The function is designed to work together with:

as part of layered provenance-aware reconstruction workflows.

Usage

classify_operational_file_type(
  x,
  extension = "extension",
  profile = "r_development"
)

Arguments

x

A data.frame or tibble containing observed resources.

extension

Character scalar identifying the column containing file extensions.

Defaults to "extension".

profile

Character scalar defining the operational classification profile.

Current built-in profiles include:

  • "r_development"

The "r_development" profile is designed for:

  • R package development;

  • Quarto and R Markdown workflows;

  • reproducible research repositories;

  • analytical reporting pipelines.

Value

A character vector containing operational file type classifications.
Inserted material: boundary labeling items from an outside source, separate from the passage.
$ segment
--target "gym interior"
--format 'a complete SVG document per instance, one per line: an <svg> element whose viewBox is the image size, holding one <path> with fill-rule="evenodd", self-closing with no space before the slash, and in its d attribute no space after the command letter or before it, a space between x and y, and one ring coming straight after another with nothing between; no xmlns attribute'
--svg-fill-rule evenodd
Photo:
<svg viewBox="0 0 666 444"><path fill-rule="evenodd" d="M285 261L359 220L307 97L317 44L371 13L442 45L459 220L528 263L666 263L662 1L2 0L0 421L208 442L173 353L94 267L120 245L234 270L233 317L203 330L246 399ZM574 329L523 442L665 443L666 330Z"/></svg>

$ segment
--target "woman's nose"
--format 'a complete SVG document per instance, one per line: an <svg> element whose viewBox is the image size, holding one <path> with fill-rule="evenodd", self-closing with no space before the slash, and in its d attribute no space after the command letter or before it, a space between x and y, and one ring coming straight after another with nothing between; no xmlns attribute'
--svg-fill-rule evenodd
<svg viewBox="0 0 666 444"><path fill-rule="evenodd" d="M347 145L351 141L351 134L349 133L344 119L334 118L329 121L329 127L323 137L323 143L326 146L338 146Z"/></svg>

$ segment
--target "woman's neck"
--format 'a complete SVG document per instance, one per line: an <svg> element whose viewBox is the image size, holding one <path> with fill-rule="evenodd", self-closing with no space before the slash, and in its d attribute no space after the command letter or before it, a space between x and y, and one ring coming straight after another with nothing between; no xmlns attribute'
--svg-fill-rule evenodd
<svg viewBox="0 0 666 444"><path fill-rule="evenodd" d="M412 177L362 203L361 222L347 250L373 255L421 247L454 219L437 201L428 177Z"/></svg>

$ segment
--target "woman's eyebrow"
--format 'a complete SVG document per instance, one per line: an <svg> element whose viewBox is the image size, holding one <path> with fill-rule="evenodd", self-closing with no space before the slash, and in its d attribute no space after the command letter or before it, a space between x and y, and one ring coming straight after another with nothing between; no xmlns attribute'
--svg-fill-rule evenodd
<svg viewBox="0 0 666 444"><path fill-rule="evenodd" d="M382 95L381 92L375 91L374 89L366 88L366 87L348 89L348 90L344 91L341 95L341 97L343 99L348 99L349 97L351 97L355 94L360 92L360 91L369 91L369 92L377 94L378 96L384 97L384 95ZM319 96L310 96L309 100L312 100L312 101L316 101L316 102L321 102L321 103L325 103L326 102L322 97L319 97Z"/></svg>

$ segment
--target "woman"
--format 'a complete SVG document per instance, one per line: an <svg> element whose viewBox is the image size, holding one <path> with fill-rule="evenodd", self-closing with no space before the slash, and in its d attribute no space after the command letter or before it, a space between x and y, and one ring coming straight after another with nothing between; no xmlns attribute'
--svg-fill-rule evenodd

Typical output categories include:

  • "code"

  • "markdown"

  • "workspace"

  • "data"

  • "artifact"

  • "document"

  • "website_generated"

  • "other"

Details

The function intentionally performs lightweight operational classification only.

It does not:

  • infer authoritative media types;

  • inspect file contents;

  • perform preservation risk assessment;

  • infer documentary semantics;

  • replace curatorial review.

Classification is based primarily on operational workflow heuristics derived from file extensions and workflow profiles.

Examples

toy_files <- tibble::tibble(
  extension = c(
    "R",
    "qmd",
    "csv",
    "png",
    "woff2"
  )
)

classify_operational_file_type(
  toy_files,
  profile = "r_development"
)
#> [1] "code"              "markdown"          "data"             
#> [4] "artifact"          "website_generated"